There's a thing that happens to me in therps that I've grown fond of but used to hate. I'll be very calmly saying something, my therps will start pushing back on my sense of 100% certainty, and as my logic unravels before me, I don't notice until I grab a tissue that I've started blubbering while talking. My face feels hot and my hands get sweaty and I feel a sob come from my gut, from my inner child, from an old wound I thought had healed. And that's how I know - something is up here. I'm being stretched into a new truth that is tearing away at how I understand the world. And myself. And it blows.
This was one of those times.
"What about asking for help from the people that love you?"
"You said that. And I said, what's the point?
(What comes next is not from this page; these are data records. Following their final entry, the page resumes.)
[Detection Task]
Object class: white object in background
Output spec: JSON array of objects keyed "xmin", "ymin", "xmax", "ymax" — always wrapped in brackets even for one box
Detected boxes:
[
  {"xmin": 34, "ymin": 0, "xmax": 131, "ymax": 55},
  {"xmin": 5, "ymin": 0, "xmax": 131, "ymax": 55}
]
I mean, everyone's journey is separate from one another and trying to get advice from other people just gets in the way of having to navigate life on your own."
We sit quietly for a minute. I'm rubbing a corner of the tissue between my fingers until it starts to break up into bits of lint. And then she says:
"I think you're mixing two things up. Yes, each one of us has our own lives, and we're the only ones that live them. We get to make choices and decisions about how we live that life based on a lot of factors, including what might feel best for us. But how we bring other people into our journey, and lean on one another as we live that life...that is something different. That's a support system. That's the trust and the vulnerability and the love that helps us grow. We get to ask people to come with us."
I tear up now thinking about when this distinction clicked in my head. Our journeys are enhanced by the people we bring along for the ride. And one of the great choices many of us get to make is asking our loved ones for help and support.
I think Little Girl Nina wanted answers all those years ago. I think about conversations at the dinner table, my parents so well intentioned and urging my independent spirit, telling me I'd figure it out in my own time. "When it's time, it's time." they'd add. I wish I could go back and say, "But I'm just a kid! I need you to help me! I need to know it's ok to not want to figure out something by myself."
Adult Nina is here and she reminds that little voice in her head of this in the moments when I hesitate to FaceTime a friend because I'm so depressed I can barely get out of bed to eat. When I pull away from loved ones because I'm afraid that I'm not good enough. By far my biggest lesson in 'leaning in' has been to lean ON my loved ones; that wonderful support network that we are not all blessed to have.
I transitioned out of regular therapy just over a month ago. What that means - and how I arrived at That Place is still very tender and private to me. But I will say this. It couldn't have happened without a shift in my understanding of what it means to "figure it out." Even though I don't see my therapist regularly, I take her words and her care with me. I don't go at it alone anymore.